PPN 12 Persen Tetap Berlaku, Ekonom: Bisa Dongkrak Pendapatan Tapi Bebankan Generasi Muda
REPUBLIKA.CO.ID, JAKARTA – Ekonom Universitas Paramadina, Adrian A Wijanarko menilai rencana pemerintah menaikkan Pajak Pertambahan Nilai (PPN) hingga 12 persen berpotensi meningkatkan penerimaan negara secara signifikan. Namun, ia juga mengingatkan ada dampak negatif yang perlu diantisipasi, khususnya bagi generasi Z dan milenial.

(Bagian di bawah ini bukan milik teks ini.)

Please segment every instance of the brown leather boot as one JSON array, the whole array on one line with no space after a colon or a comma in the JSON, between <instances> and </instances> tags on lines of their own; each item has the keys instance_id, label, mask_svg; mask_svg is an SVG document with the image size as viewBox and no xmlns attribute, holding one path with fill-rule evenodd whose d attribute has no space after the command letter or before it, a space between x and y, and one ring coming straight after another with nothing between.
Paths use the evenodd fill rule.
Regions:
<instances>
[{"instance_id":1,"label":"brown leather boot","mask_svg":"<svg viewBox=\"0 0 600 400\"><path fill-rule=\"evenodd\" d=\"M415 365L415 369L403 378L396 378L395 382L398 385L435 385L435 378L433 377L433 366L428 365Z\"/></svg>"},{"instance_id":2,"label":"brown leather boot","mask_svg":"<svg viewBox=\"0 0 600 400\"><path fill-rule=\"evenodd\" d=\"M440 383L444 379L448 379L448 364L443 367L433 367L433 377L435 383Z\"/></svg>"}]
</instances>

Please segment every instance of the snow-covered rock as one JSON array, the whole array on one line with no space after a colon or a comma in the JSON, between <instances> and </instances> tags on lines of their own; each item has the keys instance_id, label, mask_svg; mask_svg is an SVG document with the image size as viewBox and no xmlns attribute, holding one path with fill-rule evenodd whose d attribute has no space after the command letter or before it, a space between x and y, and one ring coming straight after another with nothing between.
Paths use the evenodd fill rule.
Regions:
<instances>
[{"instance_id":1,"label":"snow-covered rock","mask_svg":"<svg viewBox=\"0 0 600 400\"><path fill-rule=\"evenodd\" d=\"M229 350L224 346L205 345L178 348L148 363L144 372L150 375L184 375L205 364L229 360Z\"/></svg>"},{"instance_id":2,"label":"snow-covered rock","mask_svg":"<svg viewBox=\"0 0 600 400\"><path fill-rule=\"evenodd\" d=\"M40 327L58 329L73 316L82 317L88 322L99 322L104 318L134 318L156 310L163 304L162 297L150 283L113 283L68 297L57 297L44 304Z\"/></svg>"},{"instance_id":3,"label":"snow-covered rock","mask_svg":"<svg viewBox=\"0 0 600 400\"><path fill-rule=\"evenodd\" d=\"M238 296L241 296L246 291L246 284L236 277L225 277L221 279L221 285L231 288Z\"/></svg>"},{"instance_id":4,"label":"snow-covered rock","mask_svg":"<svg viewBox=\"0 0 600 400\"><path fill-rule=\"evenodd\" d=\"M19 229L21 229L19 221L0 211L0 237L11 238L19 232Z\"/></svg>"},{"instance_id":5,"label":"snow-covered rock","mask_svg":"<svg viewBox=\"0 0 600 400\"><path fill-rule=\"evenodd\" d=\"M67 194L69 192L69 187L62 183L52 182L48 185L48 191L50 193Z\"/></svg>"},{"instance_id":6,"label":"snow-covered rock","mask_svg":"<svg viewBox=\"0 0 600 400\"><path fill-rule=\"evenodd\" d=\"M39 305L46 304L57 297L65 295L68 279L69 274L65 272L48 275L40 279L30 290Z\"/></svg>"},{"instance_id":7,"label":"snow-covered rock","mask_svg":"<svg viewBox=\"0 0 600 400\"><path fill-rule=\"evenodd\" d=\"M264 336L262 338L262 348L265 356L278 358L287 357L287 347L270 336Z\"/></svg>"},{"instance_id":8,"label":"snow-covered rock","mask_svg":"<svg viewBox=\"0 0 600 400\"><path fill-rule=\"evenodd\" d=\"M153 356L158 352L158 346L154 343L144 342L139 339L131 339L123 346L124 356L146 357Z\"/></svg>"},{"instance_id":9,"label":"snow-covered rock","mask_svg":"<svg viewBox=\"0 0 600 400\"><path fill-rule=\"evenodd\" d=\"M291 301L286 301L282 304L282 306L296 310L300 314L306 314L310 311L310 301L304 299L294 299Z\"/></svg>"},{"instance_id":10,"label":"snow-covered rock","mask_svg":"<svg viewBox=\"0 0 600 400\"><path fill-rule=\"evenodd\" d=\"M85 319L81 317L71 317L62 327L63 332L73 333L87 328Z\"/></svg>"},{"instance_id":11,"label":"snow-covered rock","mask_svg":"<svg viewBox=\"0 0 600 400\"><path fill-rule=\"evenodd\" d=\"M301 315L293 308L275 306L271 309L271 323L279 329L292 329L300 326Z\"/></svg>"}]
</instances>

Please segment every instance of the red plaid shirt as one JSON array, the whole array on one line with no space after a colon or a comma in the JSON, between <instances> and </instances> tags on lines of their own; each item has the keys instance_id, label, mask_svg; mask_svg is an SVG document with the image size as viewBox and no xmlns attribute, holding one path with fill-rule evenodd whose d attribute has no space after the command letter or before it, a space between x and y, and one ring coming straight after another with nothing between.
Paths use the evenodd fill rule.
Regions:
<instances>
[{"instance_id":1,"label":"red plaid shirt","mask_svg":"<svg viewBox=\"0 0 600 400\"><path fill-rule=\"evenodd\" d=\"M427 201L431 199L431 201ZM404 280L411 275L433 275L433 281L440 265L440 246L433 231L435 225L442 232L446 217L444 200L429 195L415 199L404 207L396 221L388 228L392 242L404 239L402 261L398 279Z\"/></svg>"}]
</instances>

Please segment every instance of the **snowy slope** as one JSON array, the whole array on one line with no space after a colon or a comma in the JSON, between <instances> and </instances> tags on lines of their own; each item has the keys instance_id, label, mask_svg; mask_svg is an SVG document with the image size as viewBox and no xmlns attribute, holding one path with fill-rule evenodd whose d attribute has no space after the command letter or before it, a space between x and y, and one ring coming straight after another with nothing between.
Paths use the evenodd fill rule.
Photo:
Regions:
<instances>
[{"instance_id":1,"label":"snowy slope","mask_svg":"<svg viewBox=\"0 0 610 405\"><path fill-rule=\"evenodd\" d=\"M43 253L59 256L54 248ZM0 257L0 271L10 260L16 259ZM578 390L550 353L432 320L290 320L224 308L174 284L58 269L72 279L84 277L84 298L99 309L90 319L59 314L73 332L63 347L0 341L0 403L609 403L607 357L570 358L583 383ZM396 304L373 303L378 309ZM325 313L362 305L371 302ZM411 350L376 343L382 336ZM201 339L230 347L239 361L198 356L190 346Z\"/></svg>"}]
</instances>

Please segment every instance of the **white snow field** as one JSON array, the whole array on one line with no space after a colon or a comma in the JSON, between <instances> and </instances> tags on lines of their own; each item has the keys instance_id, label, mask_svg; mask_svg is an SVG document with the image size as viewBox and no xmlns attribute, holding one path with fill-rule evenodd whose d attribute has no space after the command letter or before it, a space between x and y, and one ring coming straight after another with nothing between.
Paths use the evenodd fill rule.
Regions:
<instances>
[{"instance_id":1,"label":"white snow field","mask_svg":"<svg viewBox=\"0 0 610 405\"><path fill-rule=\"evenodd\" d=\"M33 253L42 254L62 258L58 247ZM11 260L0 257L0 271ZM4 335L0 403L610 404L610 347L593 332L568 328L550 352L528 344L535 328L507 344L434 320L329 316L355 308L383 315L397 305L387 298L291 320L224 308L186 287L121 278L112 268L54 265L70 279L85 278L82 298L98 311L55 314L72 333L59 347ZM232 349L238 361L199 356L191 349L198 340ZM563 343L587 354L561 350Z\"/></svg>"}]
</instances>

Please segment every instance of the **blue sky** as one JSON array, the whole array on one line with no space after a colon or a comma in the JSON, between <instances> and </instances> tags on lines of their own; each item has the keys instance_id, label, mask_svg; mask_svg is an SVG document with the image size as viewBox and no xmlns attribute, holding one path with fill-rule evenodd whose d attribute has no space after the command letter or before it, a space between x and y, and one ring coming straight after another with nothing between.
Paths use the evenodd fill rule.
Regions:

“Kenaikan PPN hingga 12 persen memang dapat meningkatkan kontribusi pajak terhadap pendapatan negara. Sebagai salah satu sumber penerimaan utama, kebijakan ini dirancang untuk mendukung pembiayaan pembangunan, khususnya infrastruktur dan pelayanan publik,” kata Adrian dalam diskusi online. dikutip pada Sabtu (7/12/2024).
Namun, lanjut Adrian, kebijakan tersebut tidak lepas dari dampak sosial dan ekonomi, khususnya bagi generasi muda. “Generasi Milenial dan Generasi Z yang sudah menghadapi tekanan ekonomi akan terkena dampak langsung dari kebijakan ini. “Harga barang dan jasa akan meningkat yang pada akhirnya menurunkan daya beli mereka,” jelasnya.
Adrian menjelaskan kenaikan PPN menjadi 12 persen merupakan langkah strategis untuk memperkuat penerimaan negara, terutama di tengah tekanan perekonomian global. “Dengan PPN yang lebih tinggi, pemerintah dapat mengurangi ketergantungan utang luar negeri dan menjaga stabilitas fiskal,” ujarnya.
Namun, dia mengingatkan, PPN merupakan pajak konsumsi yang dibebankan langsung kepada konsumen. Artinya, beban akan ditanggung masyarakat, terutama kelompok usia produktif yang mayoritas konsumennya. Generasi muda akan semakin selektif dalam berbelanja, fokus pada kebutuhan pokok seperti pangan dan transportasi, tambah Adrian.
Dari sisi pengelolaan keuangan, Adrian menyoroti dampak kenaikan PPN terhadap perilaku keuangan generasi muda. “Meningkatnya biaya hidup akan mempengaruhi alokasi pendapatan mereka, mulai dari kebutuhan sehari-hari, pembayaran utang, hingga tabungan. Jika pengeluaran meningkat, perilaku menabung Generasi muda akan menurun drastis, jelasnya.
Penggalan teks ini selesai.